Trump's pledge to withdraw from Pacific trade pact worries Hawaii exporters
HONOLULU (HawaiiNewsNow) - A big chunk of the bottled water bottles that roll off Menehune Water Company's assembly line every day end up on foreign store shelves.
"We have about 30 percent of our revenue from exporting. And we do expect in the future to have it significantly increase," founder and president Ken Simon said.
That's why President-elect Donald Trump's recent pledge to scrap America's participation in the Trans-Pacific Partnership is creating uncertainty for Menehune -- and other Hawaii exporters who banked on benefits from the free trade pact.
Tradewinds Global exports pet and healthcare products President Kevin Kraft said the idea behind TPP was simple: "Reduced tariffs mean increased business. Increased business is greater profitability."

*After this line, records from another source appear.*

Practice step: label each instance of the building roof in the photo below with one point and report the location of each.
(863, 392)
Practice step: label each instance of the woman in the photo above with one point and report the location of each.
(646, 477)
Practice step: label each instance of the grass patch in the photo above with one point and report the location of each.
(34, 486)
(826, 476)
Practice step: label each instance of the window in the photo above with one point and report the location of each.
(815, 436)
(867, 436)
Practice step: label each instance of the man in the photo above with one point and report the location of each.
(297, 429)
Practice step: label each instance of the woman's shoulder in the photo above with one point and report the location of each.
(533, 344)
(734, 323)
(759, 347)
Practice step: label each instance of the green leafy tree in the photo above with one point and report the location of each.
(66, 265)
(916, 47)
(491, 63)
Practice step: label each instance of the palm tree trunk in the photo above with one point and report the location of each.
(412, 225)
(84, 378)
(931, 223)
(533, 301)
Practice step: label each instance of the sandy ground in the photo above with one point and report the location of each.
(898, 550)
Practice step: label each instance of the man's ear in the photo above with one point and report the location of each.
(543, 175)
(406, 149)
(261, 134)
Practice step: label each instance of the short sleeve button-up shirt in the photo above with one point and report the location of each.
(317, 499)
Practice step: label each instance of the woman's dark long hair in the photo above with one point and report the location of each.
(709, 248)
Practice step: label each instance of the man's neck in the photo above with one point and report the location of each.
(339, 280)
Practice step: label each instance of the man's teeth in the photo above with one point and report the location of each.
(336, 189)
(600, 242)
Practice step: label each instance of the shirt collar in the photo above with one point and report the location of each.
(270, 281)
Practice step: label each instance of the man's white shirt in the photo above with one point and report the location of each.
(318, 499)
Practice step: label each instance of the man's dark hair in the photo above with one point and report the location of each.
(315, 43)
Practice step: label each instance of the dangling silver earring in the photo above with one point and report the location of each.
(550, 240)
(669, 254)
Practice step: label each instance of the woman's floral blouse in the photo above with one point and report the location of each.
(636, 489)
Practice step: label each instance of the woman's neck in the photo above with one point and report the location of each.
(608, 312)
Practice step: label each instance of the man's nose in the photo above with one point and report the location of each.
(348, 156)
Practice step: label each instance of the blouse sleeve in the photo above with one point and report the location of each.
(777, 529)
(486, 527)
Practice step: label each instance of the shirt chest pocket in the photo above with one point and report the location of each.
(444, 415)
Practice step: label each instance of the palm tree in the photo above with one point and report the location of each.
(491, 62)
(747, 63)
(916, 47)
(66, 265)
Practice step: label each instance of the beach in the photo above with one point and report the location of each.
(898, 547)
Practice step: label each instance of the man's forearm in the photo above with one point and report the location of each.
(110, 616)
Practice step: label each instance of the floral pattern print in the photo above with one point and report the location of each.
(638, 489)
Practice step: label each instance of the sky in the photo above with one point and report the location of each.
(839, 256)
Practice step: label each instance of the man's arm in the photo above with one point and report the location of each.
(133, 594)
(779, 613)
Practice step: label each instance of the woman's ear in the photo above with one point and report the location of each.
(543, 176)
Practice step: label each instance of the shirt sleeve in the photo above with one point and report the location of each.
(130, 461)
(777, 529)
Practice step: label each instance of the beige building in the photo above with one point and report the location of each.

During the campaign, however, Trump said free trade pacts were killing U.S. jobs and vowed to quit TPP if elected. On Monday, he reiterated that pledge in an address on YouTube, saying he would withdraw from TPP negotiations during his first 100 days in office.
Former U.S. trade negotiator Steve Craven said he thinks the trade pact among 12 Pacific nations would have created new opportunities for the United States. "We may see a few trade wars," he said.
"If you look at the TPP and particularly at the tariff reductions, the big openings would be with Japan, Vietnam and Malaysia. And Japan just dwarfs all the others," he said.
Instead of joining TPP, Trump said the U.S. will negotiate one-on-one with nations.
Simon hopes that includes China, which slaps a heavy tax on imported goods. "If that goes away or significantly is reduced, that would help our business quite a bit," he said.
But Craven believes it may now be harder for America to convince countries to partner up. "By dropping out of TPP at this point we've essentially told the world that we are an unreliable negotiating partner," he said.
Despite the new uncertainty, Menehune plans shipments to Australia next year. It would have been a Trans-Pacific Partnership partner.